An organiser of the anti-EDL demonstration, Glyn Robbins, who represents the anti-fascist group United East End, expressed concern that the events of last week will significantly raise the potential for trouble should the EDL March go ahead. But he is equally concerned that the riots could be used as a reason to also ban the anti-EDL march.

This is not the only public event that is at risk because of the riots. Two weeks from now West London is set to host one of Europe’s largest and most celebrated street festivals, the Notting Hill Carnival. Started in the mid-’60s by London’s expat Trinidad and Tobagonian community, the annual event remains at its heart a celebration of the Caribbean Carnival tradition, but has over the decades evolved to encompass much of London’s diverse character, hosting 40 stages scattered around the suburb and attracting more than one million revellers each year. But the carnival also attracts its fair share of trouble, with numerous flare-ups of small-scale violence and hundreds of arrests and thefts reported each year.

While its fans argue that instances of crime are inevitable at any event on such a large scale, there are many people — particularly residents of the wealthy Kensington and Chelsea borough that is the event’s home — who argue that this year the risk of wide-scale violence is too high, and that the event should be banned. Any such ban would be a keenly felt blow for London’s huge Caribbean community, for which the carnival is as big a fixture on the annual calendar as Christmas. As a compromise the council is talking about bringing the carnival to a close earlier than usual and placing restrictions on the type of music that can be played — with a ban on “potentially provocative” songs.

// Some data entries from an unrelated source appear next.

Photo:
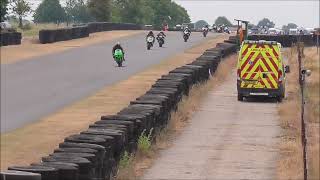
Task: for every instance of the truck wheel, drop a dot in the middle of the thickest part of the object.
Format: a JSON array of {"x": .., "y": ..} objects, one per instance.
[
  {"x": 279, "y": 98},
  {"x": 240, "y": 97}
]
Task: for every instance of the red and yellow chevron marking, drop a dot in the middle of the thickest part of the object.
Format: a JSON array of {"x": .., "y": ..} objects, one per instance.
[{"x": 257, "y": 60}]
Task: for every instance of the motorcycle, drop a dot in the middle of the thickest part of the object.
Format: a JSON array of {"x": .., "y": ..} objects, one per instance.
[
  {"x": 150, "y": 41},
  {"x": 118, "y": 57},
  {"x": 160, "y": 40},
  {"x": 186, "y": 36},
  {"x": 226, "y": 30},
  {"x": 205, "y": 32}
]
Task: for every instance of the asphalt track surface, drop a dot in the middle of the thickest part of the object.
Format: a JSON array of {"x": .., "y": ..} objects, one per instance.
[{"x": 35, "y": 88}]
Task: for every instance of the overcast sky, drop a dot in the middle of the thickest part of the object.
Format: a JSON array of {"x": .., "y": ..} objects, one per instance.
[{"x": 303, "y": 13}]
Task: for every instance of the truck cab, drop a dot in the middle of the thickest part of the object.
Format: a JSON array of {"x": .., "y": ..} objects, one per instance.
[{"x": 261, "y": 70}]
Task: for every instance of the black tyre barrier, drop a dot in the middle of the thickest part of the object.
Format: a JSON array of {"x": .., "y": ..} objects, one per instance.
[
  {"x": 94, "y": 154},
  {"x": 287, "y": 40},
  {"x": 85, "y": 167},
  {"x": 96, "y": 163},
  {"x": 114, "y": 139},
  {"x": 19, "y": 175},
  {"x": 47, "y": 173},
  {"x": 10, "y": 38},
  {"x": 67, "y": 171},
  {"x": 103, "y": 153},
  {"x": 63, "y": 34}
]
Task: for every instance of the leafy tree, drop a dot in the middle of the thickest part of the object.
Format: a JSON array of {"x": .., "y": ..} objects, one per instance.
[
  {"x": 100, "y": 9},
  {"x": 200, "y": 24},
  {"x": 168, "y": 11},
  {"x": 222, "y": 20},
  {"x": 130, "y": 10},
  {"x": 265, "y": 22},
  {"x": 148, "y": 12},
  {"x": 77, "y": 11},
  {"x": 292, "y": 26},
  {"x": 286, "y": 28},
  {"x": 50, "y": 11},
  {"x": 20, "y": 8},
  {"x": 3, "y": 9}
]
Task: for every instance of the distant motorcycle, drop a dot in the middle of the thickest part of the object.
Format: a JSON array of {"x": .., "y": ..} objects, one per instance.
[
  {"x": 160, "y": 40},
  {"x": 186, "y": 35},
  {"x": 205, "y": 32},
  {"x": 226, "y": 30},
  {"x": 150, "y": 40},
  {"x": 118, "y": 57}
]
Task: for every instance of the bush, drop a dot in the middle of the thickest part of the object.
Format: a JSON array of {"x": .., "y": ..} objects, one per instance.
[
  {"x": 27, "y": 26},
  {"x": 144, "y": 142},
  {"x": 125, "y": 160}
]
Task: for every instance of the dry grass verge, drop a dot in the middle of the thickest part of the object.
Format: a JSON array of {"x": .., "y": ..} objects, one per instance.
[
  {"x": 179, "y": 119},
  {"x": 31, "y": 48},
  {"x": 23, "y": 146},
  {"x": 291, "y": 164}
]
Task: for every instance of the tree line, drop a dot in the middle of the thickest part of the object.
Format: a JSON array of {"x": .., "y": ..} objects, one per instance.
[
  {"x": 265, "y": 22},
  {"x": 153, "y": 12}
]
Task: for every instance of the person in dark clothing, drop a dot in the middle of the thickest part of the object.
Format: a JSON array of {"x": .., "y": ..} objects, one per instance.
[
  {"x": 161, "y": 34},
  {"x": 152, "y": 35},
  {"x": 117, "y": 46}
]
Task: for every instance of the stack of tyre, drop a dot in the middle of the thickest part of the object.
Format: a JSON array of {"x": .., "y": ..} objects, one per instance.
[
  {"x": 10, "y": 38},
  {"x": 94, "y": 153},
  {"x": 62, "y": 34}
]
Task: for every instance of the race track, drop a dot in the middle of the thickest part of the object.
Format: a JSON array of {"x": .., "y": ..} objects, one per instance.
[{"x": 40, "y": 86}]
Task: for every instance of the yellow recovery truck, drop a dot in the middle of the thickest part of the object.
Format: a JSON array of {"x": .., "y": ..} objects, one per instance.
[{"x": 261, "y": 70}]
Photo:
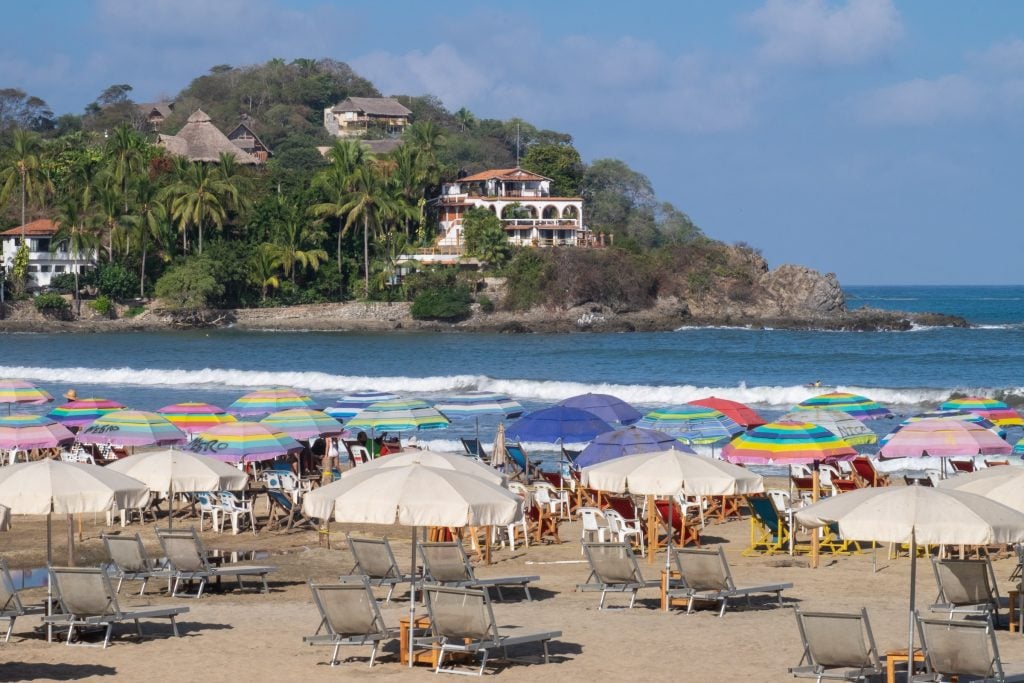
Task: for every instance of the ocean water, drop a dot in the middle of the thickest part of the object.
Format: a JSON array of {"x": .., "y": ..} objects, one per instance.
[{"x": 768, "y": 369}]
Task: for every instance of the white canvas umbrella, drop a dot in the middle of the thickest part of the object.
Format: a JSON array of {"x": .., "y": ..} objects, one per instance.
[
  {"x": 414, "y": 496},
  {"x": 180, "y": 471},
  {"x": 916, "y": 514}
]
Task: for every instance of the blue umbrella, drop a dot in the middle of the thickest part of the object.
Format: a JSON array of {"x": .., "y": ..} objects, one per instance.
[
  {"x": 627, "y": 441},
  {"x": 609, "y": 409},
  {"x": 568, "y": 425}
]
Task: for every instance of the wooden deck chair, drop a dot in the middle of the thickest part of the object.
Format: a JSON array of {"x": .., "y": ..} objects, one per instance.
[
  {"x": 837, "y": 646},
  {"x": 10, "y": 602},
  {"x": 88, "y": 599},
  {"x": 958, "y": 648},
  {"x": 966, "y": 587},
  {"x": 187, "y": 560},
  {"x": 464, "y": 622},
  {"x": 705, "y": 575},
  {"x": 446, "y": 563},
  {"x": 613, "y": 568},
  {"x": 375, "y": 560},
  {"x": 350, "y": 616}
]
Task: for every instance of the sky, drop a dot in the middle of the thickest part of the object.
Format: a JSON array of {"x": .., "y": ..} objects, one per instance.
[{"x": 877, "y": 139}]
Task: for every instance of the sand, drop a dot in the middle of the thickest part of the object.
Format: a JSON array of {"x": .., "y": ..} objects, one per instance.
[{"x": 250, "y": 636}]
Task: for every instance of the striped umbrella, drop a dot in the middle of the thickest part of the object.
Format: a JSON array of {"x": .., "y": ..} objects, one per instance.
[
  {"x": 693, "y": 424},
  {"x": 740, "y": 414},
  {"x": 844, "y": 425},
  {"x": 398, "y": 416},
  {"x": 195, "y": 416},
  {"x": 132, "y": 428},
  {"x": 303, "y": 424},
  {"x": 83, "y": 411},
  {"x": 991, "y": 410},
  {"x": 787, "y": 443},
  {"x": 264, "y": 401},
  {"x": 855, "y": 404},
  {"x": 243, "y": 441},
  {"x": 22, "y": 432},
  {"x": 351, "y": 404}
]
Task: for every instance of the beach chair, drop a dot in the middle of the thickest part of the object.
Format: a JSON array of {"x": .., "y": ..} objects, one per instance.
[
  {"x": 837, "y": 646},
  {"x": 966, "y": 587},
  {"x": 958, "y": 648},
  {"x": 375, "y": 560},
  {"x": 10, "y": 602},
  {"x": 464, "y": 622},
  {"x": 131, "y": 562},
  {"x": 350, "y": 615},
  {"x": 87, "y": 599},
  {"x": 705, "y": 575},
  {"x": 446, "y": 563},
  {"x": 613, "y": 568},
  {"x": 187, "y": 560}
]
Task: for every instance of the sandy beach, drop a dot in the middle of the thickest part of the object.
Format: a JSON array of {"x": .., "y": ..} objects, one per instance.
[{"x": 249, "y": 636}]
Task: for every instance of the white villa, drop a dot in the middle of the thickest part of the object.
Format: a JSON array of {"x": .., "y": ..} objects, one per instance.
[{"x": 43, "y": 264}]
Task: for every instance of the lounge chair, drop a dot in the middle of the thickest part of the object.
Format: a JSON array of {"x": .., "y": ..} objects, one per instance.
[
  {"x": 350, "y": 615},
  {"x": 187, "y": 560},
  {"x": 837, "y": 646},
  {"x": 966, "y": 587},
  {"x": 613, "y": 568},
  {"x": 10, "y": 603},
  {"x": 705, "y": 575},
  {"x": 375, "y": 560},
  {"x": 88, "y": 599},
  {"x": 958, "y": 647},
  {"x": 131, "y": 562},
  {"x": 463, "y": 621},
  {"x": 446, "y": 563}
]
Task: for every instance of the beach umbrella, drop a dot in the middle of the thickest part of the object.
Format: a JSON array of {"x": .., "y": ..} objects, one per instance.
[
  {"x": 916, "y": 515},
  {"x": 350, "y": 404},
  {"x": 180, "y": 471},
  {"x": 610, "y": 409},
  {"x": 19, "y": 391},
  {"x": 693, "y": 424},
  {"x": 20, "y": 432},
  {"x": 196, "y": 416},
  {"x": 83, "y": 411},
  {"x": 264, "y": 401},
  {"x": 557, "y": 424},
  {"x": 398, "y": 416},
  {"x": 627, "y": 441},
  {"x": 844, "y": 425},
  {"x": 303, "y": 424},
  {"x": 132, "y": 428},
  {"x": 990, "y": 409},
  {"x": 243, "y": 442},
  {"x": 855, "y": 404},
  {"x": 738, "y": 413}
]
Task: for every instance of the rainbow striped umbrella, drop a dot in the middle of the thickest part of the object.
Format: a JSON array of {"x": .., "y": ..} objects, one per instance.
[
  {"x": 264, "y": 401},
  {"x": 398, "y": 416},
  {"x": 303, "y": 424},
  {"x": 132, "y": 428},
  {"x": 22, "y": 432},
  {"x": 83, "y": 412},
  {"x": 692, "y": 424},
  {"x": 243, "y": 441},
  {"x": 787, "y": 443},
  {"x": 859, "y": 407},
  {"x": 991, "y": 410},
  {"x": 195, "y": 417},
  {"x": 351, "y": 404}
]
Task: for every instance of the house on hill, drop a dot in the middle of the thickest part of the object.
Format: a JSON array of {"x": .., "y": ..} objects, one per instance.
[
  {"x": 200, "y": 140},
  {"x": 354, "y": 117}
]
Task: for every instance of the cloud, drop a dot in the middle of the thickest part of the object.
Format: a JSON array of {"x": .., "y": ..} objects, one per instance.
[{"x": 818, "y": 33}]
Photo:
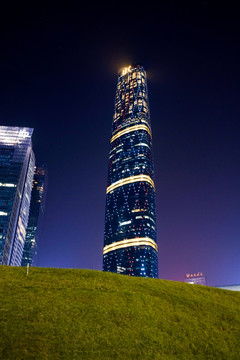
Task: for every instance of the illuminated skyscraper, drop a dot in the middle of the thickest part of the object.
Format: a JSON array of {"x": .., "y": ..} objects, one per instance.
[
  {"x": 16, "y": 174},
  {"x": 38, "y": 197},
  {"x": 130, "y": 245}
]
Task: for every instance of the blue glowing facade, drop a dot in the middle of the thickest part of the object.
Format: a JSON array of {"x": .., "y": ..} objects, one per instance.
[
  {"x": 16, "y": 174},
  {"x": 130, "y": 245},
  {"x": 38, "y": 196}
]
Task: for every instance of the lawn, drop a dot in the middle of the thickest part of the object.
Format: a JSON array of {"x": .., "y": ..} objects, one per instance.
[{"x": 86, "y": 314}]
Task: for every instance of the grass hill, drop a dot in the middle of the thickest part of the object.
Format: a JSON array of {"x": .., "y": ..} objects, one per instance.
[{"x": 84, "y": 314}]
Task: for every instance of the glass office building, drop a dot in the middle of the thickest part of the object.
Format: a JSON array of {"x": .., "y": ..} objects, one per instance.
[
  {"x": 38, "y": 196},
  {"x": 16, "y": 174},
  {"x": 130, "y": 245}
]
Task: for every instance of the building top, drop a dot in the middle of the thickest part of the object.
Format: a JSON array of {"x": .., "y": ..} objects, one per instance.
[
  {"x": 13, "y": 135},
  {"x": 125, "y": 70},
  {"x": 188, "y": 276}
]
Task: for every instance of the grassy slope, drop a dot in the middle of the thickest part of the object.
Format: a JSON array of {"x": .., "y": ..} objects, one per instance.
[{"x": 83, "y": 314}]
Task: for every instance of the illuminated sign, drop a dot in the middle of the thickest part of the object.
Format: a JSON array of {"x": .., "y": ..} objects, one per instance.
[
  {"x": 126, "y": 70},
  {"x": 24, "y": 133}
]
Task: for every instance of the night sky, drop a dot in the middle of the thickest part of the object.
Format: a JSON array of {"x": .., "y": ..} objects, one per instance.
[{"x": 59, "y": 68}]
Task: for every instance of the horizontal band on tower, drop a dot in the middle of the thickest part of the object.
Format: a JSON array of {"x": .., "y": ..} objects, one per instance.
[
  {"x": 129, "y": 180},
  {"x": 130, "y": 129},
  {"x": 129, "y": 243}
]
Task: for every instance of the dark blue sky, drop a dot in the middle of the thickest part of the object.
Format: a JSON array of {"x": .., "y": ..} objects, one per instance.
[{"x": 59, "y": 70}]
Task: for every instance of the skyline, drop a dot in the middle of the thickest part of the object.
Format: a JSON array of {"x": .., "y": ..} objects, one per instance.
[{"x": 59, "y": 77}]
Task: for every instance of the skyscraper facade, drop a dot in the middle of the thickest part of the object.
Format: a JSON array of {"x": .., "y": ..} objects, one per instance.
[
  {"x": 16, "y": 174},
  {"x": 38, "y": 196},
  {"x": 130, "y": 245}
]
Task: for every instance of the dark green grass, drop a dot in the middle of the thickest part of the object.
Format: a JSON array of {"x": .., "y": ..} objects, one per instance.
[{"x": 83, "y": 314}]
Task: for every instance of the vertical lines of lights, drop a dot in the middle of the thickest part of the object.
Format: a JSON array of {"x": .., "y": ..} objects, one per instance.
[{"x": 130, "y": 245}]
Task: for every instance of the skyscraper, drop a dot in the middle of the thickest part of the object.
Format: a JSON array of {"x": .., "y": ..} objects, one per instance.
[
  {"x": 36, "y": 209},
  {"x": 16, "y": 173},
  {"x": 130, "y": 245}
]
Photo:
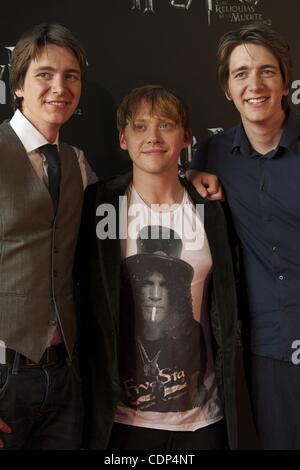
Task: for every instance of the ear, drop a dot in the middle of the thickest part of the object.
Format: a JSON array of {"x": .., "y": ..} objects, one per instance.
[
  {"x": 122, "y": 140},
  {"x": 187, "y": 137},
  {"x": 285, "y": 91},
  {"x": 227, "y": 94}
]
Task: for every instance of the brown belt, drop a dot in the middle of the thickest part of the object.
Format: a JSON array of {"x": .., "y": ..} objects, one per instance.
[{"x": 51, "y": 356}]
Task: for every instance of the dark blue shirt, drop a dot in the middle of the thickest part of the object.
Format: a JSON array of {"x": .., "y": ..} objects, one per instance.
[{"x": 263, "y": 192}]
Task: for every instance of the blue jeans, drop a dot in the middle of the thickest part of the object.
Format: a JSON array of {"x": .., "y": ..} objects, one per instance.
[{"x": 43, "y": 406}]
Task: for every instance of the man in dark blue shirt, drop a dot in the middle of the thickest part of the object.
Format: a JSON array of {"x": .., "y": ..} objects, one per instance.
[{"x": 258, "y": 164}]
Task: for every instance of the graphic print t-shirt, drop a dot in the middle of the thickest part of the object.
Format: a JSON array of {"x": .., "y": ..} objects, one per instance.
[{"x": 166, "y": 365}]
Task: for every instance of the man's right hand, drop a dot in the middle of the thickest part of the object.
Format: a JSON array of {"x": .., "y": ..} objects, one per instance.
[
  {"x": 207, "y": 185},
  {"x": 4, "y": 428}
]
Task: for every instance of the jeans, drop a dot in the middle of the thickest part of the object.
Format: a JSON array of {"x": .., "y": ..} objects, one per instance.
[{"x": 42, "y": 405}]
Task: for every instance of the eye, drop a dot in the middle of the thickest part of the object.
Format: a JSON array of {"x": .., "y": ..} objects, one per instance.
[
  {"x": 139, "y": 127},
  {"x": 240, "y": 75},
  {"x": 268, "y": 72},
  {"x": 45, "y": 75}
]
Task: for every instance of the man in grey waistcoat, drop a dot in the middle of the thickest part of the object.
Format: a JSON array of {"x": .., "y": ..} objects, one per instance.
[{"x": 41, "y": 190}]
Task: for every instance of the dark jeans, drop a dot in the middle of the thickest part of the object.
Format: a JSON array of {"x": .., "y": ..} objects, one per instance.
[
  {"x": 276, "y": 402},
  {"x": 43, "y": 406},
  {"x": 124, "y": 437}
]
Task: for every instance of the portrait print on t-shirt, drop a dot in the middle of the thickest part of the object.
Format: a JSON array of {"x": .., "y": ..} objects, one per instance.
[{"x": 163, "y": 356}]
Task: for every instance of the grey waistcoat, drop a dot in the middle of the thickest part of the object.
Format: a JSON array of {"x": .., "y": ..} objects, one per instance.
[{"x": 36, "y": 249}]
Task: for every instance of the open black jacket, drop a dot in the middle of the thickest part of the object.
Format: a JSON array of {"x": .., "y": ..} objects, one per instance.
[{"x": 98, "y": 265}]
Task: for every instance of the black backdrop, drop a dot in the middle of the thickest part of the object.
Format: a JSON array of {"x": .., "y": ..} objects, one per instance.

In one sense, East London needs events such as the anti-EDL demonstration as a means to reassert its identity as a harmonious example of multicultural England. And London needs the Notting Hill Carnival to show the world, and itself, that it can not be defined by riots and social division alone — that it still knows how to party as well as any of the world’s great cities. But if strife were to break out at either of these events, the feeling is that the results could be disastrous, and quickly multiply the destructive effects of last week’s unrest both on the city itself and on its reputation abroad.